Atmane : « J’ai des sensations similaires à Cincinnati, mais ça ne garantit rien »
Terence Atmane s’est confié au micro de Tennis Majors après sa très probante victoire contre Félix Auger-Alissime qui le propulse en 8e de finale à Miami et dans le Top 50.
Terence Atmane, 2025 | © Zuma / PsNewz
Tennis Majors : Terence, comment tu analyses tout cette très belle victoire contre un Top 10, Félix Auger-Aliassime (6-3, 1-6, 6-3) ?
Atmane : Fantastique. J’ai eu un très beau début de partie malgré un peu de stress au démarrage, que j’ai su surpasser. Réussir le break à 3-2 dans la première manche m’a donné beaucoup de confiance. Dans le deuxième set, Félix a été meilleur que moi sur tous les plans – je galérais à marquer le moindre point, donc ça s’est enchaîné très vite (6-1). Je savais que je repartais avec des balles neuves, ce qui jouait en ma faveur. Dans le troisième set, l’objectif était clair : maximiser mes premières balles. Sur deuxième, Félix était très agressif et me faisait vraiment mal. J’ai réussi à tenir cet objectif, à gérer le match de bout en bout, et à conclure. Belle victoire contre un top 10, ça fait vraiment plaisir.
Tennis Majors : Tu vas entrer dans le top 50 la semaine prochaine, c’est un premier gros palier après tes résultats exceptionnels au Masters 1000 de Cincinnati l’été dernier. Qu’est-ce que ça va changer ?

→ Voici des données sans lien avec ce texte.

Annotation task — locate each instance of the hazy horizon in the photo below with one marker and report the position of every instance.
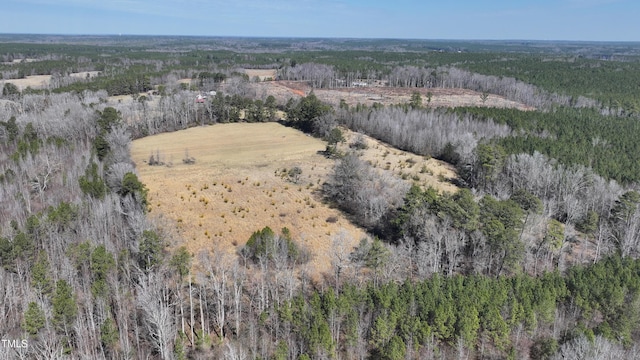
(466, 20)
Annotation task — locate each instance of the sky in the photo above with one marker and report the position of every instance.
(582, 20)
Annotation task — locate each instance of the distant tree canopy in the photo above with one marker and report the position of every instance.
(303, 113)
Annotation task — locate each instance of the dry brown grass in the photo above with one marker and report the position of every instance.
(237, 186)
(424, 171)
(42, 81)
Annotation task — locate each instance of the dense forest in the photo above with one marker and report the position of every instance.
(536, 256)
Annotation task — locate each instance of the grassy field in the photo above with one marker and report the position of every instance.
(234, 187)
(42, 81)
(237, 185)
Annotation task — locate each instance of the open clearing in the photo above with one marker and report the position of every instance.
(237, 186)
(42, 81)
(440, 97)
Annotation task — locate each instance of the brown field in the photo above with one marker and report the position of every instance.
(42, 81)
(235, 186)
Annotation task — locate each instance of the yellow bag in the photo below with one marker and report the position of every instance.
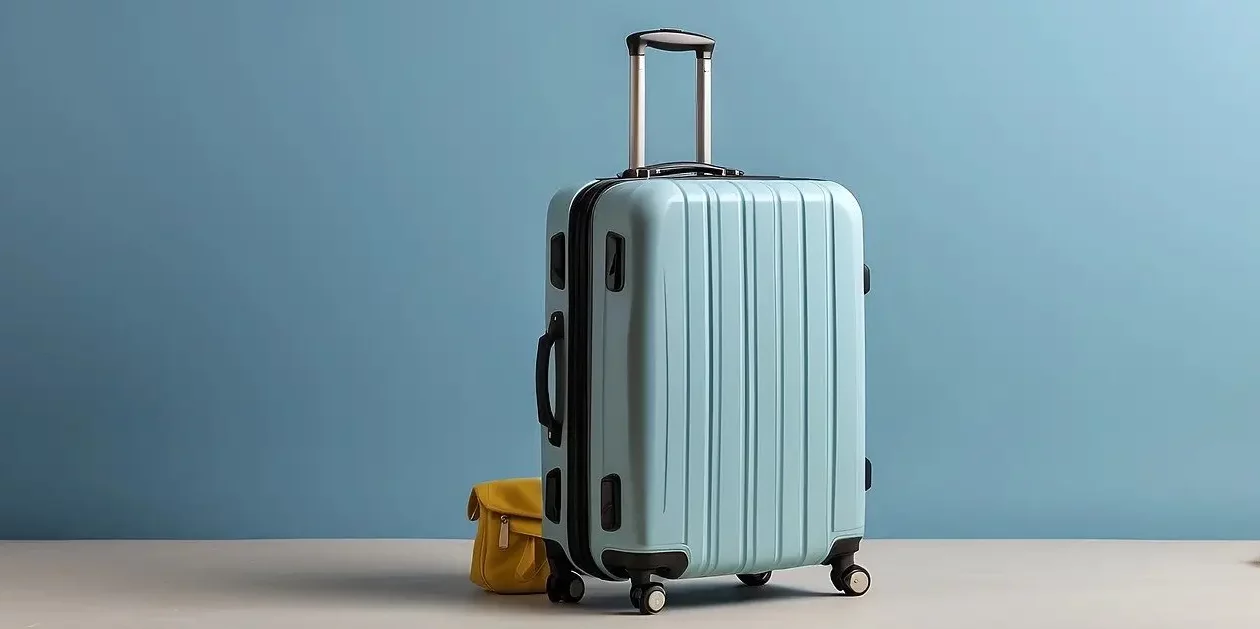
(508, 553)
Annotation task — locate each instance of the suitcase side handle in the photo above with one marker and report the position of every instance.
(669, 40)
(542, 366)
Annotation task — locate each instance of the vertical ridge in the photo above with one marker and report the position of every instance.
(779, 371)
(687, 369)
(833, 400)
(804, 380)
(669, 387)
(747, 381)
(715, 356)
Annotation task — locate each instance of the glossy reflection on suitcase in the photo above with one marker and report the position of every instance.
(704, 339)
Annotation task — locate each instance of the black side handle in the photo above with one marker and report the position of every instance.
(546, 344)
(679, 168)
(674, 40)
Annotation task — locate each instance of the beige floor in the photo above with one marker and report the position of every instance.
(423, 584)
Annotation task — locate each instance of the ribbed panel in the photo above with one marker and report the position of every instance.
(751, 367)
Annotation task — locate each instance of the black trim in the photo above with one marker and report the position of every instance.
(665, 565)
(679, 168)
(610, 502)
(842, 550)
(577, 411)
(578, 378)
(557, 260)
(551, 494)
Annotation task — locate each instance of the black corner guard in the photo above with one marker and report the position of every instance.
(842, 551)
(665, 565)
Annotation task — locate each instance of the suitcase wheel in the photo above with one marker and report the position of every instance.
(852, 580)
(755, 580)
(650, 598)
(565, 588)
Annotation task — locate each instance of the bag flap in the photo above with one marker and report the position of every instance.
(513, 497)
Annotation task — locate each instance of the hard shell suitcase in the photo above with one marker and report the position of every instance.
(707, 332)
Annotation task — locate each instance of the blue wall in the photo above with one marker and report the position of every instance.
(274, 269)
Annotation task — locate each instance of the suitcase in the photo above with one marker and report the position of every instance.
(704, 333)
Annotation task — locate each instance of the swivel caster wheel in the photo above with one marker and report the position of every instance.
(755, 580)
(565, 588)
(852, 580)
(650, 599)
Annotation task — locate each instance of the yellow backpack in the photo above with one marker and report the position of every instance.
(508, 553)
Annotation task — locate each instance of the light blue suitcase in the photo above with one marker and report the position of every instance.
(707, 332)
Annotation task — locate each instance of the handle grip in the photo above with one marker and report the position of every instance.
(674, 40)
(669, 40)
(542, 364)
(679, 168)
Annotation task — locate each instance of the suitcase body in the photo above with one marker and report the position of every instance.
(707, 348)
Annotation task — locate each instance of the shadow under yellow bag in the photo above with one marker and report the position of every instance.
(508, 552)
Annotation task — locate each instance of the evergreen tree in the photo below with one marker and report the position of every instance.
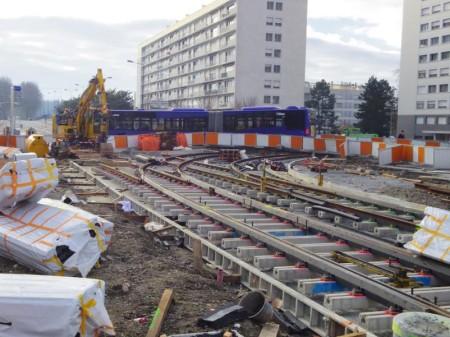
(322, 101)
(378, 105)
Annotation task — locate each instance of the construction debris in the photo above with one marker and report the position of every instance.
(49, 306)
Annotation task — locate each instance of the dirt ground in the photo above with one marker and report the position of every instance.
(135, 259)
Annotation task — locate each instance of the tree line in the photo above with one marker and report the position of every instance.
(376, 112)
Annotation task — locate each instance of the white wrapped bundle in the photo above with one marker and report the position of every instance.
(9, 152)
(105, 225)
(52, 240)
(433, 237)
(50, 306)
(30, 179)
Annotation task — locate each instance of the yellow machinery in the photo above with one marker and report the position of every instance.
(399, 279)
(37, 144)
(87, 123)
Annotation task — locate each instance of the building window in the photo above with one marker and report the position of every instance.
(436, 9)
(435, 25)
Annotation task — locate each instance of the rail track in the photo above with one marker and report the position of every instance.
(285, 250)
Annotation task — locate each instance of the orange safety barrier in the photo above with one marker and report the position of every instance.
(274, 140)
(296, 142)
(212, 138)
(121, 142)
(319, 145)
(198, 138)
(181, 139)
(250, 139)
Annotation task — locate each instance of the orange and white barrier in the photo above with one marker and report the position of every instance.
(52, 240)
(30, 179)
(52, 306)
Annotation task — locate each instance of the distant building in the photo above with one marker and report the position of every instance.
(347, 101)
(229, 54)
(423, 105)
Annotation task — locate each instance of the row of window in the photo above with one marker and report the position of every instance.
(271, 84)
(276, 68)
(433, 72)
(432, 120)
(271, 99)
(445, 55)
(273, 37)
(430, 89)
(436, 8)
(440, 104)
(277, 22)
(271, 5)
(435, 25)
(434, 40)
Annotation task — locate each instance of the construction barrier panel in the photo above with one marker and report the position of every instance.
(50, 306)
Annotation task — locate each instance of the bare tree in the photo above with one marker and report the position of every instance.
(246, 101)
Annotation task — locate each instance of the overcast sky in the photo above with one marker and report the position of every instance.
(60, 44)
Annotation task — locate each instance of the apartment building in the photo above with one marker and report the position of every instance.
(347, 101)
(229, 54)
(424, 108)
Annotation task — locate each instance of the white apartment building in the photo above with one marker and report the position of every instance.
(229, 54)
(424, 95)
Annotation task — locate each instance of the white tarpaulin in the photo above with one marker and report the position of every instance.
(30, 179)
(50, 306)
(433, 237)
(53, 239)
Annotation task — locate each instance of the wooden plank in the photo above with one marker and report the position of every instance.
(160, 313)
(269, 330)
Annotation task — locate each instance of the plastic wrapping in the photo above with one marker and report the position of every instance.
(49, 306)
(30, 179)
(433, 237)
(54, 239)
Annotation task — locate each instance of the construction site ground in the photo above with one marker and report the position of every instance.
(137, 269)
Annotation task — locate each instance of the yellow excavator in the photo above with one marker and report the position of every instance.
(88, 124)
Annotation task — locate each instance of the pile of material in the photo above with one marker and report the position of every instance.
(432, 239)
(50, 306)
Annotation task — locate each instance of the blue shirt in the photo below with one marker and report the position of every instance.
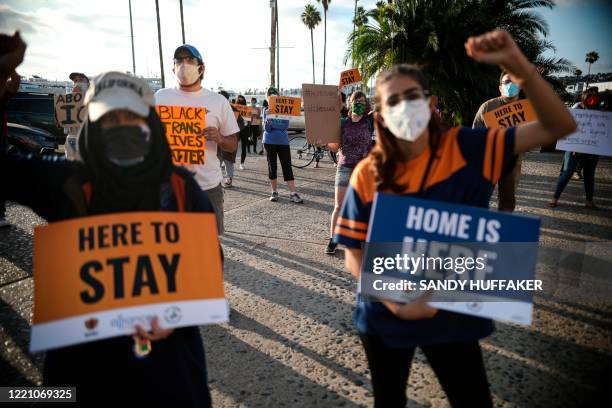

Atmane : On a travaillé très dur pour ça. C’était l’objectif fixé avec mes coaches pour cette tournée américaine : finir dans le top 50. La case est cochée. Maintenant, quand je regarde mon tennis, j’ai encore énormément de travail, sur tous les aspects de mon jeu. La prochaine grande étape, c’est la constance : être moins cyclique dans mes résultats et réussir à maintenir ce niveau deux, trois, quatre semaines de suite. Une fois le top 50 acquis, on vise le top 40, et on verra ensuite. Petit à petit.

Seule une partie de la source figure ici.